Best Paper Award
Bitwise Operation-Based In-Network Processing for Loss Tomography
Takahiro Matsuda , Tetsuya Takine
[Trans. Commun., Vol. E96-B No.2, Feb. 2013]

Takahiro Matsuda

Tetsuya Takine
 
@Network monitoring is an important aspect of network management and design. In this paper, the authors study network tomography, which is a technique for inferring internal network characteristics through end-to-end measurements. In particular, the authors focus on loss tomography, network tomography for link loss rates. Because in many cases, loss tomography is formulated as an ill-posed linear inverse problem, link loss rates cannot be uniquely estimated.

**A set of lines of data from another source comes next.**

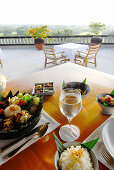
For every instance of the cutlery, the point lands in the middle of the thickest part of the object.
(42, 130)
(24, 137)
(107, 157)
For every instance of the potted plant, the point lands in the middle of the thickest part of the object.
(96, 29)
(38, 33)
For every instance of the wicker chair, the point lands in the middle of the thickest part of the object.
(83, 58)
(51, 57)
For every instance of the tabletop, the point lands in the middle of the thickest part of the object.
(40, 155)
(70, 49)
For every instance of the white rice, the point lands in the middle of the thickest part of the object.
(11, 110)
(70, 160)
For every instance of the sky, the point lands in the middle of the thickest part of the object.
(56, 12)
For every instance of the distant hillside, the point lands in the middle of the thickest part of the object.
(21, 30)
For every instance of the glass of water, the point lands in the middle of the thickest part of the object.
(70, 103)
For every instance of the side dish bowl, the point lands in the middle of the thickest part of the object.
(78, 85)
(106, 110)
(68, 145)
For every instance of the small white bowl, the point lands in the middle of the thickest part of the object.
(105, 110)
(68, 145)
(76, 85)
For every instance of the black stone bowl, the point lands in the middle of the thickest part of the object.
(78, 85)
(15, 133)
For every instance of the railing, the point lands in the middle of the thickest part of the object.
(51, 40)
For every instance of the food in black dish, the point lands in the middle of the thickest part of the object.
(107, 100)
(83, 88)
(19, 113)
(38, 90)
(39, 86)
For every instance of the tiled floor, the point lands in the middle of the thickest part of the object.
(20, 61)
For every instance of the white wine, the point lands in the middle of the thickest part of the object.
(70, 105)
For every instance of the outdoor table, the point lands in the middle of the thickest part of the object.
(70, 49)
(40, 155)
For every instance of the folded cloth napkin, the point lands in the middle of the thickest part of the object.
(44, 119)
(99, 147)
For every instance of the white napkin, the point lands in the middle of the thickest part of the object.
(44, 118)
(97, 149)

@Network coding-based loss tomography is a promising technique with potential to solve this problem. In network coding, intermediate nodes are allowed to encode several received packets into coded packets before forwarding. Network coding-based loss tomography has two advantages: it can be applied to general directed acyclic networks; and it can reduce the number of forwarded packets in the network. However, when linear network coding defined on a finite field is used, the field size should be increased according to the size of the network.
@In this paper, the authors propose bitwise operation-based in-network processing for loss tomography. The proposed scheme enables us to infer link loss rates with simple operations in intermediate nodes. In the proposed scheme, the coding information of each probe packet is composed of a bit sequence whose length is equal to the number of paths between source and receiver nodes and, in each intermediate node, coding operations are defined by simple bitwise operations. The authors also provide a procedure for computing likelihood functions which can be utilized in conducting statistical inference of link loss rates.
@This paper is notable from both theoretical and practical perspectives because the bitwise operation approach used in the proposed scheme is highly practical. It is also notable in terms of readability. Therefore, this paper makes a significant contribution and is deserving of the Best Paper Award.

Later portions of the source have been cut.